Fenerbahçe’nin tarihi ve bilinirliğinin anlatıldığı dilekçede, 3 Temmuz süreciyle ilgili şu ifadelere yer verildi:
“3 Temmuz 2011 tarihi ve devamındaki süreçte Fenerbahçe’yi ele geçirme amaçlı olarak FETÖ mensubu kişiler tarafından düzenlenen kumpas sonucunda kulüp Türkiye Cumhuriyeti tarihinde görülen en büyük hukuksuzluklardan birinin mağduru haline gelmiştir. Önce Fenerbahçe’nin ligin 2010-2011 yılında alın teriyle kazandığı şampiyonluğu elinden alınmaya çalışılmış ancak başarılı olunamamıştır. Nihayetinde tüm bu sürecin FETÖ mensubu basın, yargı ve kolluk mensuplarının organize ettiği bir kumpas olduğu ortaya çıkmış ve bu kumpas ceza mahkemesi kararıyla da tescillenmiştir.”

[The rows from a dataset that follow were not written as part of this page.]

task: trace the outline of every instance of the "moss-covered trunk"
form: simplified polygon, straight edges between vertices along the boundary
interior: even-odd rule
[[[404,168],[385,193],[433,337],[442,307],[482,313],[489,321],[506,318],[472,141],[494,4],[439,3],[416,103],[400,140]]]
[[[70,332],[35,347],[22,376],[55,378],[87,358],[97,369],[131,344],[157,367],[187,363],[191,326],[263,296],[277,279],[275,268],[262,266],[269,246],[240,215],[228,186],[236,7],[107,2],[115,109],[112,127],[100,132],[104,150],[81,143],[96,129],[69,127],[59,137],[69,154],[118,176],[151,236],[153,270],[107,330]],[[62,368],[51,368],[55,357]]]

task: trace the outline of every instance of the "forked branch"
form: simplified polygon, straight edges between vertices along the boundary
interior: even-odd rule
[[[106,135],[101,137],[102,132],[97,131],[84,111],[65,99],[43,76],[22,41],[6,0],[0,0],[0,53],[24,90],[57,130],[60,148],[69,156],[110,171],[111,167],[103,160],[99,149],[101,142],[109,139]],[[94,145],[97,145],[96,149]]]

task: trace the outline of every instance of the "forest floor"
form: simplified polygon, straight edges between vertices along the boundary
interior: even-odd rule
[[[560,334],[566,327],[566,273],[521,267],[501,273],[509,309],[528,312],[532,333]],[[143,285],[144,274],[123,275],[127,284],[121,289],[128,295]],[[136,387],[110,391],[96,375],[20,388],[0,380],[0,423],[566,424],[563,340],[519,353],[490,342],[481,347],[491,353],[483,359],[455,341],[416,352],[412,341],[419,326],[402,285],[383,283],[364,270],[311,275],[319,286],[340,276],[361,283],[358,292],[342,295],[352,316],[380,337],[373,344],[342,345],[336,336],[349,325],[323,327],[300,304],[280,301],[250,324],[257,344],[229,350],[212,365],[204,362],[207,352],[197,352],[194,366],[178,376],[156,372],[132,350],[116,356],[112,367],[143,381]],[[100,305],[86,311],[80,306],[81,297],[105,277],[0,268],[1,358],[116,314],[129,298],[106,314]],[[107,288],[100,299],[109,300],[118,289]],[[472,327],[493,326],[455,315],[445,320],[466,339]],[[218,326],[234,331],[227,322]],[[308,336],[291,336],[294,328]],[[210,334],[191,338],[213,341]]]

Süreçte Fenerbahçe’ye karşı birçok nefret suçunun da işlendiği, 4 Nisan 2015’de Trabzon il sınırları içerisinde takım otobüsünün pompalı silahlarla kurşunlandığı, A takımda forma giyen futbolcuların tamamı ve teknik ekibin ölümden döndüğü ve bu hain terör saldırısının faillerinin hala bulunamadığı da aktarılan dilekçede, ligin 35. haftasında Şenol Güneş Spor Kompleksi Medikal Park Stadyumu’nda Trabzonspor ile Fraport TAV Antalyaspor arasında yapılan müsabakada, tribünlerde suç duyurusu konulu pankartın açıldığı bilgisi verildi.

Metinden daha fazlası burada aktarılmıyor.